Ahora que ha sido cuestionado por voces de su movimiento MAGA, como Megyn Kelly; Alex Jones y Tucker Carlson, ha reaccionado afirmando en su red social que tienen un bajo IQ; que son estúpidos, locos y busca pleitos. Esa no fue la respuesta de un presidente sereno. Pero la novedad no es el insulto. La novedad es quién lo está diciendo.

Y, sin embargo, todavía hay muchos que defienden al presidente. Para ellos Trump no está mal de la cabeza. Está ejecutando una estrategia. Parecer loco e impredecible le ayuda a asustar al adversario y ganar más durante la negociación. Estas semanas en la que Irán ha demostrado que tiene la fuerza suficiente para arrinconar a Estados Unidos, La Casa Blanca ha argumentado que la retórica dura de Trump, incluyendo su mensaje en Truth Social en la que amenazó con destruir toda una civilización, llevó a Irán a ceder. El problema es que esa defensa tropieza cuando el propio Trump ha dicho que esta vez no estaba fingiendo. Que estaba dispuesto a hacerlo. Ahí la genialidad estratégica empieza a parecer más bien descontrol.

Las encuestas muestran que la duda sobre la salud mental de Trump ha ganado tracción.
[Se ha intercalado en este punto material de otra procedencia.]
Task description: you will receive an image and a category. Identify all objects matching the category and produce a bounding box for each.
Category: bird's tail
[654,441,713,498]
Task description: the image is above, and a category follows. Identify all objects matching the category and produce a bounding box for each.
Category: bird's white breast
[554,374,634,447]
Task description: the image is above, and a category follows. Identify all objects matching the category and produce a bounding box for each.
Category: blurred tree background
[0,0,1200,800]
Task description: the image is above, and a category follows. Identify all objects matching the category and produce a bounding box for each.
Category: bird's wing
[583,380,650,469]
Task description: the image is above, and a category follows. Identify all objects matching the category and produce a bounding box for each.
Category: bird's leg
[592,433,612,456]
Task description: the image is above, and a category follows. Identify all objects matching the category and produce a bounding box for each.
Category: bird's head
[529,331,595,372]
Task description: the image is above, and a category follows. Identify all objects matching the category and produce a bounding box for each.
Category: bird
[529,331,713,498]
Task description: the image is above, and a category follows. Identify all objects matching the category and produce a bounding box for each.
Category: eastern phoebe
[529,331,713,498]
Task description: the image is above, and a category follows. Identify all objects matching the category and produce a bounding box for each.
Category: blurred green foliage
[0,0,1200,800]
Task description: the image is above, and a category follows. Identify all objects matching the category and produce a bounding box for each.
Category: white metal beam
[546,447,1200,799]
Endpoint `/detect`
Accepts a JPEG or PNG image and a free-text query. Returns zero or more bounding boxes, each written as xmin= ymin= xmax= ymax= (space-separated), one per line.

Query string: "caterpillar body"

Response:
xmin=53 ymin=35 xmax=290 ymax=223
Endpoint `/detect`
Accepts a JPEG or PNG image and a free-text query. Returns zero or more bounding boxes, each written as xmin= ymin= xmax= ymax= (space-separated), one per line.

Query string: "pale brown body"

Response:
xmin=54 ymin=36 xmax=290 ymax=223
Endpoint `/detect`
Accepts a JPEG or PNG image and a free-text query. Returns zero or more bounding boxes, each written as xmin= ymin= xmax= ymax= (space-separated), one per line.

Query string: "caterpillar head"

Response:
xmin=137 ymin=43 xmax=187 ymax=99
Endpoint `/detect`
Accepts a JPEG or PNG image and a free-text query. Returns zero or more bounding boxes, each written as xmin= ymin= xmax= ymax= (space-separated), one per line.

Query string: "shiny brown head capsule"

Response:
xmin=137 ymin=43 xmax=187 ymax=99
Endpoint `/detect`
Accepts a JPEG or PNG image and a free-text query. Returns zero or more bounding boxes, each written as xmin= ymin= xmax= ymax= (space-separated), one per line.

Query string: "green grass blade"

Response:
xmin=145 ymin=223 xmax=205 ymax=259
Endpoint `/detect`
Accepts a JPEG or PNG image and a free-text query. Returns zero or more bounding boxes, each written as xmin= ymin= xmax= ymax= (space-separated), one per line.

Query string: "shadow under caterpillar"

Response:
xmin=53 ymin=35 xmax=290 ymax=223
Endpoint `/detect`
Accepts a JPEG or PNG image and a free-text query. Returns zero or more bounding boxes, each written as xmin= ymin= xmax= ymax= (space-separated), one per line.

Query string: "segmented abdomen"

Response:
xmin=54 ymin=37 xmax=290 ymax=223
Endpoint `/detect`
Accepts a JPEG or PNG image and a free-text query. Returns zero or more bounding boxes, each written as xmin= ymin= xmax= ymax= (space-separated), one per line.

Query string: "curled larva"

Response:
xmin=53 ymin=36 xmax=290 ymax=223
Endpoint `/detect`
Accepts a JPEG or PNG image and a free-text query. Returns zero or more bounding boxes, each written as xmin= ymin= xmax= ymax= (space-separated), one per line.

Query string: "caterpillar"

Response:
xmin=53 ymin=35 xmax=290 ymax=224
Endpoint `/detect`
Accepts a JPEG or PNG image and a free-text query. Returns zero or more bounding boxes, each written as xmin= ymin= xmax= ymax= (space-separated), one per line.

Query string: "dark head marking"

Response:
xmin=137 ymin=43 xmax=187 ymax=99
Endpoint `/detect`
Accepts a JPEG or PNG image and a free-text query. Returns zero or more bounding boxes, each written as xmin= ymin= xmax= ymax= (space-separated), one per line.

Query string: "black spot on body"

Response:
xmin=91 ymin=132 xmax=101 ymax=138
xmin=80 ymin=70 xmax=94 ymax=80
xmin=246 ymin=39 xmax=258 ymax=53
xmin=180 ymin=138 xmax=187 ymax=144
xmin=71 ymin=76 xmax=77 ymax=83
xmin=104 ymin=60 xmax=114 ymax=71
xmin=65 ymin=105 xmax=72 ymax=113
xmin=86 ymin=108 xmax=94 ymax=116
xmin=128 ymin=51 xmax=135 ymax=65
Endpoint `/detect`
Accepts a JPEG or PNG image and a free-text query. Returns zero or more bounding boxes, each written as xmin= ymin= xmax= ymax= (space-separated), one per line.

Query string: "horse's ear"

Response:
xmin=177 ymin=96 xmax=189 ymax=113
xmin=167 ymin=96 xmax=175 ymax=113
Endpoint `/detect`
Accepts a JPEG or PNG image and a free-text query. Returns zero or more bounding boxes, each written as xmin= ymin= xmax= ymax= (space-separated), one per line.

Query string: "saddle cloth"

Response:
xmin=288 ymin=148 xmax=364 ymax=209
Un sondeo de Reuters/Ipsos muestra que 61 por ciento de los estadounidenses cree que Trump se ha vuelto más errático con la edad y solo 45 por ciento lo ve mentalmente ágil para enfrentar los desafíos del cargo. En otro de YouGov, el 49 por ciento piensa que sufre algún grado de deterioro cognitivo. Claro que esto no es un diagnóstico clínico, pero sí es un problema político.

Y no es un problema menor. El 18 de marzo Washington y México arrancaron formalmente los trabajos técnicos rumbo a la revisión conjunta del T-MEC. Lo que pase con Trump en los próximos meses puede mover las elecciones intermedias de noviembre. Pero antes de eso veremos a un presidente que querrá mantener la pistola cargada sobre la mesa de negociación con México.

Eso me ha quedado claro ahora que estoy en Washington DC; ahora que veo La Casa Blanca bardeada como nunca y envuelta en tierra y polvo por las múltiples obras que Trump ha decidido hacerle a la residencia presidencial. Esto parece una metáfora del estado actual de la situación en Estados Unidos y de los efectos que esto está teniendo en la relación bilateral y en la geopolítica en general.

La pregunta, entonces, sigue. ¿Está Trump mal de la cabeza o estamos frente a una estrategia genial de intimidación? Ojalá la respuesta fuera irrelevante. No lo es. De ella pueden depender el equilibrio político de Estados Unidos, la relación con México y, en una época de guerras, petróleo caro y líderes desatados, parte del destino del mundo.